Scholarly and policy research devoted to ERP parties in advanced democracies is more extensive than that on all other political parties combined. Most of this work focuses on defining ERP ideology, parsing the nature and structure of its rhetoric, uncovering the reasons why voters support such parties, and tracing their impact on domestic political processes in areas such as partisan competition and democratic backsliding. Relatively little empirical, theoretical, or policy work focuses on the concrete, consequential, and costly policy outcomes that result, particularly with regard to foreign policy. This project aims to redress that neglect.

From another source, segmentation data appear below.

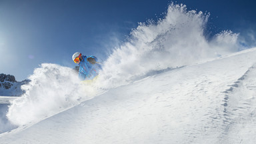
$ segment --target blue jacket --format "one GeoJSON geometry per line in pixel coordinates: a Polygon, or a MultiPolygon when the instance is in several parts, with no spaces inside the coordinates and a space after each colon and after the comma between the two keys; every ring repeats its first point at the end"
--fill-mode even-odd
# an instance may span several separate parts
{"type": "Polygon", "coordinates": [[[87,61],[88,57],[94,58],[95,61],[97,61],[97,57],[95,56],[85,55],[82,56],[83,59],[80,61],[79,64],[79,77],[81,81],[93,79],[95,77],[99,75],[99,70],[101,69],[101,66],[98,64],[91,64],[87,61]]]}

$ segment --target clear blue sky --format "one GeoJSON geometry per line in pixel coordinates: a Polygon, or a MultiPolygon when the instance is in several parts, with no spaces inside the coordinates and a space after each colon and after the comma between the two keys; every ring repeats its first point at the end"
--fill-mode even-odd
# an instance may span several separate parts
{"type": "MultiPolygon", "coordinates": [[[[208,29],[213,35],[230,29],[255,37],[253,0],[175,1],[186,5],[189,10],[210,13],[208,29]]],[[[138,22],[163,17],[170,3],[0,0],[0,73],[13,75],[17,81],[22,81],[42,63],[74,67],[71,56],[76,51],[105,60],[138,22]]],[[[255,44],[250,36],[249,45],[255,44]]]]}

The project catalogs the concrete foreign policy changes comparatively, examining dozens of issues in Hungary, the US, Italy, Poland, Germany, Britain and other countries across two decades. In explaining variation in impact, the project explicitly theorizes possible demand-side and supply-side sources of ERP influence. Such a firm empirical and theoretical understanding of policy influence can also serve as data-based foundation on which to develop policy responses.

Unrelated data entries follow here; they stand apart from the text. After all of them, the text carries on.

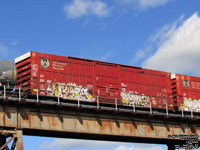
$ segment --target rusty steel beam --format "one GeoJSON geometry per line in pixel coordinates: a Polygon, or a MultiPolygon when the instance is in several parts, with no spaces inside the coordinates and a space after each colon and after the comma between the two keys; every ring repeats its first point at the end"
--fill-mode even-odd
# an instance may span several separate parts
{"type": "Polygon", "coordinates": [[[171,142],[172,145],[183,141],[169,135],[200,136],[198,120],[177,121],[82,108],[0,104],[0,117],[3,118],[0,120],[1,127],[16,128],[19,131],[19,149],[23,148],[22,131],[23,134],[33,136],[158,144],[171,142]]]}
{"type": "Polygon", "coordinates": [[[10,138],[10,139],[8,140],[8,142],[6,142],[4,145],[2,145],[2,146],[0,147],[0,150],[3,150],[14,138],[15,138],[15,136],[13,136],[12,138],[10,138]]]}
{"type": "Polygon", "coordinates": [[[8,144],[13,141],[11,145],[11,150],[14,150],[16,147],[16,150],[23,150],[23,139],[22,139],[22,130],[17,129],[10,129],[10,130],[0,130],[0,150],[3,150],[7,147],[8,144]],[[7,142],[6,138],[11,137],[7,142]]]}

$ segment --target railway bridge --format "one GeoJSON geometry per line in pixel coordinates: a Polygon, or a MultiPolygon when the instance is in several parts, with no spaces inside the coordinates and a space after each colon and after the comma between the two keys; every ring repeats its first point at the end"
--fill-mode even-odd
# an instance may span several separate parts
{"type": "Polygon", "coordinates": [[[170,150],[175,149],[175,145],[192,149],[192,145],[199,144],[199,119],[192,112],[178,114],[167,110],[121,109],[117,105],[112,108],[64,103],[59,99],[1,96],[0,150],[23,150],[23,135],[154,143],[166,144],[170,150]]]}

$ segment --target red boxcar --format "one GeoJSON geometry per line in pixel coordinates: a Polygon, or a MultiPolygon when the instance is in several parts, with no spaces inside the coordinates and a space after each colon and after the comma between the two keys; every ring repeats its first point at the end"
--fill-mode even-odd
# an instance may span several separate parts
{"type": "Polygon", "coordinates": [[[29,52],[15,59],[17,86],[88,102],[173,108],[171,74],[75,57],[29,52]]]}
{"type": "Polygon", "coordinates": [[[172,88],[179,109],[200,112],[200,78],[174,74],[172,88]]]}

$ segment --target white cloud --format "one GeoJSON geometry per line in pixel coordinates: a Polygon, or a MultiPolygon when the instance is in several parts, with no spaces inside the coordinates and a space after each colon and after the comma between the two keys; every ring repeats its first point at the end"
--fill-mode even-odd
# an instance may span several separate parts
{"type": "Polygon", "coordinates": [[[146,59],[143,67],[190,75],[200,74],[200,17],[194,13],[181,22],[165,31],[167,38],[164,34],[158,34],[157,37],[162,42],[157,51],[146,59]]]}
{"type": "Polygon", "coordinates": [[[147,8],[153,8],[157,6],[163,6],[172,0],[116,0],[121,4],[131,6],[134,9],[144,10],[147,8]]]}
{"type": "Polygon", "coordinates": [[[0,43],[0,59],[13,61],[16,56],[19,55],[19,51],[15,49],[15,46],[19,42],[0,43]]]}
{"type": "Polygon", "coordinates": [[[138,0],[138,4],[141,8],[149,8],[165,5],[169,0],[138,0]]]}
{"type": "Polygon", "coordinates": [[[105,17],[110,13],[106,3],[100,0],[73,0],[71,4],[64,6],[64,11],[69,19],[88,15],[105,17]]]}
{"type": "Polygon", "coordinates": [[[153,144],[135,144],[134,146],[120,145],[114,150],[163,150],[164,148],[159,145],[153,144]]]}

In conducting this research, Prof. Moravcsik has been supported by the Berlin Prize awarded by the American Academy in Berlin; the European University Institute in Florence, Italy; Perry World House at the University of Pennsylvania; and the School of International and Public Affairs at Columbia University, as well as the Liechtenstein Institute.

 

Events

In addition to Princeton University, research results have been presented at the Free University of Berlin, European University Institute (Florence, Italy), University of Salzburg, University of Göttingen, Erasmus University Rotterdam, London School of Economics, Hertie School of Governance (Berlin), Appalachian State University, College d’Europe (Bruges), Harvard University, University of Mannheim, University of Frankfurt, University of Lüneburg, University of Pennsylvania, Columbia University, the American Academy in Berlin, Università di Perugia, University of Trento, Trento Economic Conference, University of California at Berkeley, Stanford University, and various professional and policy conferences.